Background and Goals
LIDAR stands for Light Detection
and Ranging, and is method used in remote sensing to capture three dimensional
data of the characteristics of the Earths surface. LIDAR can be captured by a
variety of remote sensing platforms, such as airplanes, drones, satellites (no
longer used) and ground units. The data that LIDAR is referred to as a “Point
Cloud”, which looks exactly like it sounds, many points of captured data in a
3d plane. LIDAR point clouds can be used to create a variety of models such as Digital
Surface Models(DSM), Digital Terrain models (DTM) and can also be used in a
variety of analysis about Earths man made and natural features. Here is a background video on the basics of LiDAR and some of the uses that LiDAR can have for data analysis.
In this Lab we will look at the
processing of LIDAR data into various models, such as DTMs and DSMs, as well as
other images which can be derived from the LIDAR point cloud.
Methods
First: we are given the following scenario; You
are a GIS manager working on a project for the City of Eau Claire, WI, USA. You
have acquired LiDAR point cloud in LAS format for a portion of the City of Eau
Claire. First, you want to initiate an initial quality check on the data by
looking at its area and coverage, and also verify the current classification of
the LiDar.
First the LAS dataset needed to be
added to ArcMap, and the properties of the LAS data set needed to be examined.
When a new LAS dataset is brought into ArcMap, the statistics need to be
calculated from the header information that is included in the .las data file
header information. This step is important because the statistics are used for
quality assurance and quality control of the overall data set and individual
las files.
The next step is to assign both the
vertical (Z) and horizontal (XY) coordinate systems which should be included in
the LAS dataset’s metadata. The metadata also includes the units of the data which
make up the point cloud.

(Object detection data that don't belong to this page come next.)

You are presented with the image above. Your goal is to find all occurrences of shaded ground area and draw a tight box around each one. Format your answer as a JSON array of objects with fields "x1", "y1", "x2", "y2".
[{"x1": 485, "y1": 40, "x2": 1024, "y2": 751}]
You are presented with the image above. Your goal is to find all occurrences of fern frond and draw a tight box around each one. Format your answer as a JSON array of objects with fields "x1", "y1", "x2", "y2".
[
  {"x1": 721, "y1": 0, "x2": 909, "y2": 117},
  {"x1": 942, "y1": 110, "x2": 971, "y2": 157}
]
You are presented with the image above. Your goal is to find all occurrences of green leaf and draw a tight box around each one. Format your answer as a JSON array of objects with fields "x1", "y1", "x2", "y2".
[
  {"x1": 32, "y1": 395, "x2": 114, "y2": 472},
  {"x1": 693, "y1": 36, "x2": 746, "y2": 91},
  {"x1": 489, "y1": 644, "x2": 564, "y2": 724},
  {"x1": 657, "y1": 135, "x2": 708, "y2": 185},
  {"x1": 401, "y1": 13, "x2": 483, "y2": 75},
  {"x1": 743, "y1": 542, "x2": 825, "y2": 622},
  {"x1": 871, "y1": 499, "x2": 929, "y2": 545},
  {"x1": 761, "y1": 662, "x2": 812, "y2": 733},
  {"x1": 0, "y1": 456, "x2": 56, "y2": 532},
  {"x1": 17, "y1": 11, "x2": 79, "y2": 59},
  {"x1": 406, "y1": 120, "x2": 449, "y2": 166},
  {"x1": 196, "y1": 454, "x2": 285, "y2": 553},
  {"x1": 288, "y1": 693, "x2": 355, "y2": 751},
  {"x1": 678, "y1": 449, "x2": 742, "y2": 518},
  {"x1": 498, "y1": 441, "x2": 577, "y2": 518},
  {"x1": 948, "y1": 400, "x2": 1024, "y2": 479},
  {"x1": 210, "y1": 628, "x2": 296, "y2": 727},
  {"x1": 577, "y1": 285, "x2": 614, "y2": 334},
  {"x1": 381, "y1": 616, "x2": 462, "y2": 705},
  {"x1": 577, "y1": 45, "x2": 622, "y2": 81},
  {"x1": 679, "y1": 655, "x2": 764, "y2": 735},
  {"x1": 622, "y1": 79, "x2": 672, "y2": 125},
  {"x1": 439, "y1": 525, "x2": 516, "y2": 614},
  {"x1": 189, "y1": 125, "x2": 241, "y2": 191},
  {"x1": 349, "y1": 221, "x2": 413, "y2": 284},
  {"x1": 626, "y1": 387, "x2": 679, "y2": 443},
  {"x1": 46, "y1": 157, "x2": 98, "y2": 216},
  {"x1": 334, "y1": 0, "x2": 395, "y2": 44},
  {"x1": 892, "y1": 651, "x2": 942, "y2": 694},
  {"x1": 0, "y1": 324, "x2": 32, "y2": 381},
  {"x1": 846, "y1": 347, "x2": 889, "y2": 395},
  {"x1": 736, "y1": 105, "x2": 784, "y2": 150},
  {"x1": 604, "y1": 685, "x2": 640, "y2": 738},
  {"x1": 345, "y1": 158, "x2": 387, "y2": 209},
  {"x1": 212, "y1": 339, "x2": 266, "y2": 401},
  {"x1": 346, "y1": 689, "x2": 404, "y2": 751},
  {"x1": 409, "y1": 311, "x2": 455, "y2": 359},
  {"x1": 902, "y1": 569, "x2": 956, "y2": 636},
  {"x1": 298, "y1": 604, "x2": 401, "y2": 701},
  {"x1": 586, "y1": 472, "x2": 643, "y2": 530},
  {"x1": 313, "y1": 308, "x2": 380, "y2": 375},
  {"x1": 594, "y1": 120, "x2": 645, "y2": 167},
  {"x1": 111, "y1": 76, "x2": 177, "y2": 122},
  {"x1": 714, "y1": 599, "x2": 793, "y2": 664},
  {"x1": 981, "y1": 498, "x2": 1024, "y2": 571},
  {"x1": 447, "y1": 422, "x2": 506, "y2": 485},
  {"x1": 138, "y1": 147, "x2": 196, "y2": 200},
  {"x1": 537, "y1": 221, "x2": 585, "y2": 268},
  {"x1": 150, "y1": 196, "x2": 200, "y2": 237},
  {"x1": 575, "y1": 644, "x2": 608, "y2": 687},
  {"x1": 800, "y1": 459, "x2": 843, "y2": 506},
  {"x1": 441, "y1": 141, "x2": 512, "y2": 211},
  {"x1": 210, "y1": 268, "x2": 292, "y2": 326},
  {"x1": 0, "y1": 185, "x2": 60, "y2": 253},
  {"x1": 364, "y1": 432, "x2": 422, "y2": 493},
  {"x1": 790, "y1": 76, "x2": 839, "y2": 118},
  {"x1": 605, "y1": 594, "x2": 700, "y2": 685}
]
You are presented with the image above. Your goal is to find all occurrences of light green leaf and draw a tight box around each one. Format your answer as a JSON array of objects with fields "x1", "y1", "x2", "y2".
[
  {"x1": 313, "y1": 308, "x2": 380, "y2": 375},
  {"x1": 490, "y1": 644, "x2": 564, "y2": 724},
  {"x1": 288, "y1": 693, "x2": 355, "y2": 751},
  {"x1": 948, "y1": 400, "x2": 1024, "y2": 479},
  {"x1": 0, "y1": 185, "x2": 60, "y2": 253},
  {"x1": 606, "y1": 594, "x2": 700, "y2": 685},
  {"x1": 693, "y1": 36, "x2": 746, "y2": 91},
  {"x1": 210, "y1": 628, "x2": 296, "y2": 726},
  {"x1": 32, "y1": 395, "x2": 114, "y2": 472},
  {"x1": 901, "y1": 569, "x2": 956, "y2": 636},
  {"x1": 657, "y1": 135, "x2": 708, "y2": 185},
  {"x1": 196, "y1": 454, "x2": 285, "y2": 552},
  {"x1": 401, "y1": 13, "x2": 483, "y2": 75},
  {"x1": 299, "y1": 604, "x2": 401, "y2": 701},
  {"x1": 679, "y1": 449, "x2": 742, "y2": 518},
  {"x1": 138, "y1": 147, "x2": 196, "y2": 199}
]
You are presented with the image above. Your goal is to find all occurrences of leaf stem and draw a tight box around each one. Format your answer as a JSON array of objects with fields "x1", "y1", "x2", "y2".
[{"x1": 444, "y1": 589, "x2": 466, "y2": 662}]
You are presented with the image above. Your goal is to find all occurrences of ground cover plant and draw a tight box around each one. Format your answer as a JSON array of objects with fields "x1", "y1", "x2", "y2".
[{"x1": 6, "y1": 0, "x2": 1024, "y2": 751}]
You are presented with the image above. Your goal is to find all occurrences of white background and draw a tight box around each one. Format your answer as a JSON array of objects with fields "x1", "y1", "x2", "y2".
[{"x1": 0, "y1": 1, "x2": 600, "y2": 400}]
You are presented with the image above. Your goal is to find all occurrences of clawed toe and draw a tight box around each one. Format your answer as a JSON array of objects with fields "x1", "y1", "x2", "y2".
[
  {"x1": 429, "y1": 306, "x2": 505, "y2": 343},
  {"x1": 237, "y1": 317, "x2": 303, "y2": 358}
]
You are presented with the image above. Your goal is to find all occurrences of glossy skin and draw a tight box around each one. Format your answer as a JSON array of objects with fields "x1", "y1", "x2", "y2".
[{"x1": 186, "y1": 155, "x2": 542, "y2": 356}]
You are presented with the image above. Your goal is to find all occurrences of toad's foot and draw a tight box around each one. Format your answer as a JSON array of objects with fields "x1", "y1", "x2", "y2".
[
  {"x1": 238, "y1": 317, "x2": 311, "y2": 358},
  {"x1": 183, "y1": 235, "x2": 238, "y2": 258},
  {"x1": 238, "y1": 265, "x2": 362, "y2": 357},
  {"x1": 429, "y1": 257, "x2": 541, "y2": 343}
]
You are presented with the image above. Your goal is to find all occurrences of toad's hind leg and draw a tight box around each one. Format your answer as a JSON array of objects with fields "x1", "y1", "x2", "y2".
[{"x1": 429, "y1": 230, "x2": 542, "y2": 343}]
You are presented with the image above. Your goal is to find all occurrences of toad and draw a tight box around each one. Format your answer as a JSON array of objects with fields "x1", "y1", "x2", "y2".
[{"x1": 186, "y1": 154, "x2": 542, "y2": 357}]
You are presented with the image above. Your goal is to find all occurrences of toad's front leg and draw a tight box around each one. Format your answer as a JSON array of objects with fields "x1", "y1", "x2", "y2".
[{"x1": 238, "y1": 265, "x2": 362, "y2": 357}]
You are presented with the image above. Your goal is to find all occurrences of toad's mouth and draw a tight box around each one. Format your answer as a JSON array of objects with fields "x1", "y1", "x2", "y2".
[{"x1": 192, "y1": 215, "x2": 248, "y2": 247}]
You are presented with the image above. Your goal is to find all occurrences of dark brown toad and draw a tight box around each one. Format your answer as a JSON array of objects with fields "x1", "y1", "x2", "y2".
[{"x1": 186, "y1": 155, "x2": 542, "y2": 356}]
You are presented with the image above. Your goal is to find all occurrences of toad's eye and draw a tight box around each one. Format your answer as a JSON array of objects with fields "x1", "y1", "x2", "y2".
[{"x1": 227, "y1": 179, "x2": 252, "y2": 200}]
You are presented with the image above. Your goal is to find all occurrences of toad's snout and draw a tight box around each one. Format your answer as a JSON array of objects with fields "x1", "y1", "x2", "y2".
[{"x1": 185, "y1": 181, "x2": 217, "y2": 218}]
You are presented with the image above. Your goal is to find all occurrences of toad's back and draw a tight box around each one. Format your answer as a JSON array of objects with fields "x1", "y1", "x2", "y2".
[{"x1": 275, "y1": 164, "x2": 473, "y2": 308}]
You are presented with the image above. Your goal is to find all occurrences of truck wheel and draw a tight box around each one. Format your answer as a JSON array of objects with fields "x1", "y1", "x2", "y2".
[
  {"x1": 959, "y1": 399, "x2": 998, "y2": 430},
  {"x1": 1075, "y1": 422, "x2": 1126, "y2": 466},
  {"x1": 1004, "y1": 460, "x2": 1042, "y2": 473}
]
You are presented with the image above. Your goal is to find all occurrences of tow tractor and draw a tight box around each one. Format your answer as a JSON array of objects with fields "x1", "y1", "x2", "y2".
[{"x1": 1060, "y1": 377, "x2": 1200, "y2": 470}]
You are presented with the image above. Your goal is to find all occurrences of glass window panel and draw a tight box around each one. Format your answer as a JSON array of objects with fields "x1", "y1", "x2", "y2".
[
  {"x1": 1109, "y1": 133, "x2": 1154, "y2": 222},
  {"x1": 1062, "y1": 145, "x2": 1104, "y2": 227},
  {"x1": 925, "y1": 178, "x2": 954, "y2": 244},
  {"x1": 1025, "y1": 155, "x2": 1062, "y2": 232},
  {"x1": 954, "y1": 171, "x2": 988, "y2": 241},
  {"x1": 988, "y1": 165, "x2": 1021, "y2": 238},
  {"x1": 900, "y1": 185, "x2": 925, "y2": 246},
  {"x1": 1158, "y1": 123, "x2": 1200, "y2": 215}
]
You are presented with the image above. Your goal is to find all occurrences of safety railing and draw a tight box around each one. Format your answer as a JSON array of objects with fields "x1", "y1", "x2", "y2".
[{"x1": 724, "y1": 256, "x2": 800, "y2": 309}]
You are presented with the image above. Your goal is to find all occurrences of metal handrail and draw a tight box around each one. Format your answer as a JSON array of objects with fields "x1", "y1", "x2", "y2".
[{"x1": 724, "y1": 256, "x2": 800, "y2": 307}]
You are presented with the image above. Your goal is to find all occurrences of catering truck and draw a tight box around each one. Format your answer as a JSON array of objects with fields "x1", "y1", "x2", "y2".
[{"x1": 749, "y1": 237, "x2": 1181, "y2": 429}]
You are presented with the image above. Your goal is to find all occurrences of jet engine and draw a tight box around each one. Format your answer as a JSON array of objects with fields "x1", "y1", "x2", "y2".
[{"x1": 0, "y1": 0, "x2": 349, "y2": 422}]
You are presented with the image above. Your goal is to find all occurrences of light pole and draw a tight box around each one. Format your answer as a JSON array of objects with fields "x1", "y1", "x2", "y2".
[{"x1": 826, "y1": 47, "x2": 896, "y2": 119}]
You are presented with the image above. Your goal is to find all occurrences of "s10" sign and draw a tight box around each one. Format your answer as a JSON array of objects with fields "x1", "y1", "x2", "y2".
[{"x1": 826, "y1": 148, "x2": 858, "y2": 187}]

Once the
coordinate systems and units are determined are assigned, the data is now ready
to be analyzed.
To make sure that the data cloud
has been correctly spatially located, a shapefile can be added and used as a reference
check.
The reason that the LAS dataset is displayed in the form of tiles is because the point cloud has an extremely large amounts of data points and displaying them constantly would take a lot of computational power and time to redraw the points over and over as the dataset is examined (Fig 1). Instead the dataset is displayed as tiles and does not show the point cloud until a specific tile is chosen to zoom in to.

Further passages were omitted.